The Coalville boys were bred here, and didn’t so much have kneecaps as armadillo-shields, whereas the delicate Ratcliffian leg-joints were soon haemorrhaging warmly. Blood loss I don’t mind; pain I do. Not merely were clinker-fragments industriously working their way deep into my cartilage, but every time I hit the ground, I acquired an agonising new brace of near-permanent bruises.

Thus the ritual unfolded: lineout, tap-down, fumble, fall, ruck, miners’ boots, near-death, escape, pass to outhalf, break knees, get up again, flounder in the wake of this endlessly repeating cycle of muddy brutality. Half-time, frozen and shuddering, we chewed on Coalville’s idea of luxury, quartered marmalade-oranges, while the rain turned the pitch into a chemical marshland of scalding potash and salt-petre: absolutely ideal for open-wounds. In the second half, the sheer tenacity of the Coalville lads — though much smaller and less experienced — suggested that pit-pony DNA featured strongly in their pedigrees.

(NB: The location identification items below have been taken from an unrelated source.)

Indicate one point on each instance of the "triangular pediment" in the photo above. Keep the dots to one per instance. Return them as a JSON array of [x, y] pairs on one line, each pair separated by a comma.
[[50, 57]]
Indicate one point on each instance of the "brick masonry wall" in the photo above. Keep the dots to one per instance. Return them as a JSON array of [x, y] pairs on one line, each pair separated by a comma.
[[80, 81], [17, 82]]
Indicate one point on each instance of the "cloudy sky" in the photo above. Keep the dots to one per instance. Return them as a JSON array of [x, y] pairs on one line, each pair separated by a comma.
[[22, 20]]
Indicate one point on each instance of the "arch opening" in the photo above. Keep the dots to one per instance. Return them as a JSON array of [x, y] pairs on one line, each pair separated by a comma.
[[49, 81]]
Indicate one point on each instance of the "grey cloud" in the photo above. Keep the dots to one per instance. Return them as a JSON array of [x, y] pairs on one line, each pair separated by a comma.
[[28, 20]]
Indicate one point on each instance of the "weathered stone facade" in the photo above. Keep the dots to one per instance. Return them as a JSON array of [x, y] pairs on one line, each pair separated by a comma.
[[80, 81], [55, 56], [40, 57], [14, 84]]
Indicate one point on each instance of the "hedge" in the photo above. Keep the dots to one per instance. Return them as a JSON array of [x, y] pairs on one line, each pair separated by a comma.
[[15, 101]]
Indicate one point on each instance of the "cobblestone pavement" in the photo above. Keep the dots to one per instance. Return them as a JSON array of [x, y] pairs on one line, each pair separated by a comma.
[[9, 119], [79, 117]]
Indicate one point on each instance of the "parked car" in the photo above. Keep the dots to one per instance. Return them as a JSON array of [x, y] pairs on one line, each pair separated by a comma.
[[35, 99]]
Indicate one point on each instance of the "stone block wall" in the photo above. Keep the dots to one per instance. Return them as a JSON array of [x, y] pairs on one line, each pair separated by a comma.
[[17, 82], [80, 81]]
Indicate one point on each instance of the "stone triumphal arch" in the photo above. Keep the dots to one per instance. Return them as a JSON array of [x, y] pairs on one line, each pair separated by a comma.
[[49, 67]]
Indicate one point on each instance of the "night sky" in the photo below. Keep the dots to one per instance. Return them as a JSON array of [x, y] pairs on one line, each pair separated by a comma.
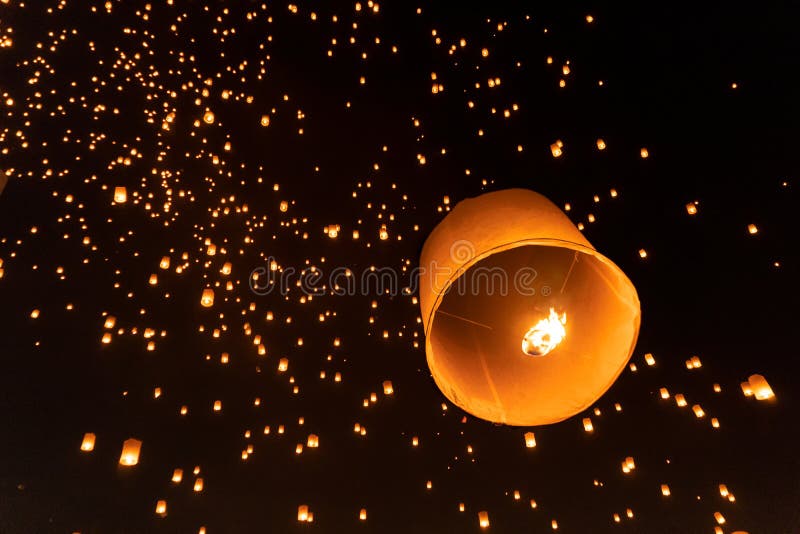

We won 3-0, courtesy of a wholly undeserved penalty. Instead of the usual post-match tea, the Coalville lads cooked the referee in a pot, as a way of saying thank you. We Ratcliffians, meanwhile, slunk off to wash ourselves in the showers, which were apparently drawn from recycled colliers’ bathwater, but nicely chilled. We then clambered aboard our coffin-cold bus, and left Coalville, dripping blood, and vowing never to return.

And I didn’t, until yesterday. Attend, now: for no matter what terrible events have since befallen me, or ever might befall me, they could never compare with the day we played Coalville Grammar School. Thank you, time-travelling spaceship, for reminding me of an extraordinarily lucky life.